I keep a gratitude journal to remind myself that I am lucky to be alive. Each week I do some sort of alternative therapy that helps me to get back into my body, this body that I would all too often rather ignore and pretend that I am a floating severed head. Reiki, massage, acupuncture, and yoga are my preferred methods. 

I also lean heavily on my parents and a few select friends for support. (Me: Can we talk? Dad: Cork are playing Kerry. Me: I HAVE A LOT OF FEELINGS AND I NEED TO DISCUSS THEM NOW RIGHT NOW.)

It truly takes a village.

But yes, recovery is work. It requires time and effort and commitment. For me it has been a limping, shuddering thing; a non-linear process. Ups and downs.

 One day at time. All the clichés.
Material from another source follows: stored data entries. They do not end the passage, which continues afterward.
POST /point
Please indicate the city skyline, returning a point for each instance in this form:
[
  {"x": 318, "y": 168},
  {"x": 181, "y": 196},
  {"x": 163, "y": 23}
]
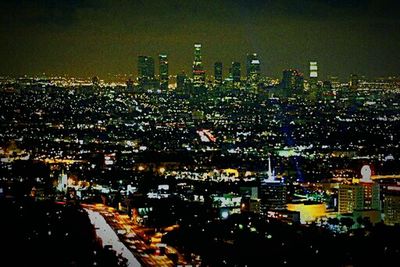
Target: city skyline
[{"x": 88, "y": 38}]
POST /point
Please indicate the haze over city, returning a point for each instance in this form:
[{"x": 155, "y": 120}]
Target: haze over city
[{"x": 88, "y": 38}]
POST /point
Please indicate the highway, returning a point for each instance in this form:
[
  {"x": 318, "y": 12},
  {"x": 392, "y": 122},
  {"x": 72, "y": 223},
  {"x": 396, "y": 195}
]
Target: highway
[{"x": 134, "y": 242}]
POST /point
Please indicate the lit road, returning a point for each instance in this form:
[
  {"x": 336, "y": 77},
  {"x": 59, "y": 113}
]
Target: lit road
[
  {"x": 109, "y": 237},
  {"x": 144, "y": 248}
]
It can feel as if I am fighting a war on three fronts — writing this column, editing my third novel, writing my fourth, working on the screenplay for the movie of Only Ever Yours while battling the voice in my head that tells me none of it is worth it if I am not bone-thin and whittled skinny. 

It tells me that I would be happier if I was ten pounds lighter, and then another 10lbs more. Maybe I would be happier if I didn’t exist.
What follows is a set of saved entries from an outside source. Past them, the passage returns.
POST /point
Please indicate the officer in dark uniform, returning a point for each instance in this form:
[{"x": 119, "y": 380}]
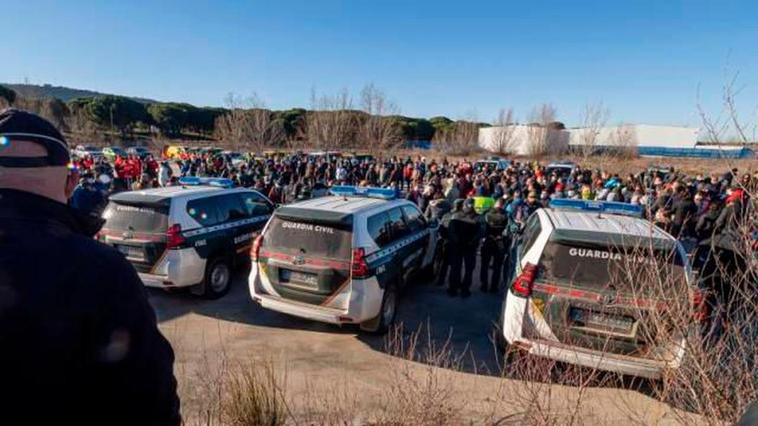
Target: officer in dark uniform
[
  {"x": 79, "y": 342},
  {"x": 493, "y": 247},
  {"x": 444, "y": 241},
  {"x": 464, "y": 233}
]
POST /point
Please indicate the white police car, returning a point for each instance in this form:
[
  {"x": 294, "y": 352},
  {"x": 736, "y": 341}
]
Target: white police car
[
  {"x": 190, "y": 235},
  {"x": 567, "y": 302},
  {"x": 343, "y": 258}
]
Professionals tell me the voice will go away. But it has been 17 years now and that voice sometimes feels like the only thing I know.

And yet, I wake up every morning and I know how lucky I am. I have enough money to pay for the support that I need, help that should be available to everyone regardless of their income but shamefully, is not. This is not something that I ever take for granted. I have a family who loves me and who have never given up on me. I have friends who are willing to listen and who tell me that I am worth more than what I weigh, that I have more to contribute to the world than hungry eyes and a mouth taped shut. And no matter how much time recovery takes, no matter how much energy — it is still easier than living with an addiction. Life becomes more honest, somehow, more true. The world comes into focus and your breath will be taken away at its beauty. Recovery is not giving up, it is giving in to love, surrendering to a hope that things will get better. And it does.

As a child, when I was on a long car journey, I would stare out the window at all the people I saw as we drove through towns and villages. I would wonder about their lives, at the fact that they had their own families and friends and I would never know anything about them. I had the sudden urge to raise my hand in salute so they would notice me, see me. 

I wanted them to know that I existed. I feel the same way when I walk through a city’s streets and I think about all of these strangers that surround me. I wonder about the burdens they carry without complaint, the struggles they’re facing. 

I wonder how much effort it was for them to get out of bed this morning, to present an image of ‘I’m Fine’ to the world. And I hope that the people they meet are kind to them for we never know the battles that others are fighting. It costs so little to be kind, in the end.

To recover. To find again. To get back. I want to find myself again. (We all do.) I want to get back to my true self. (We all do.)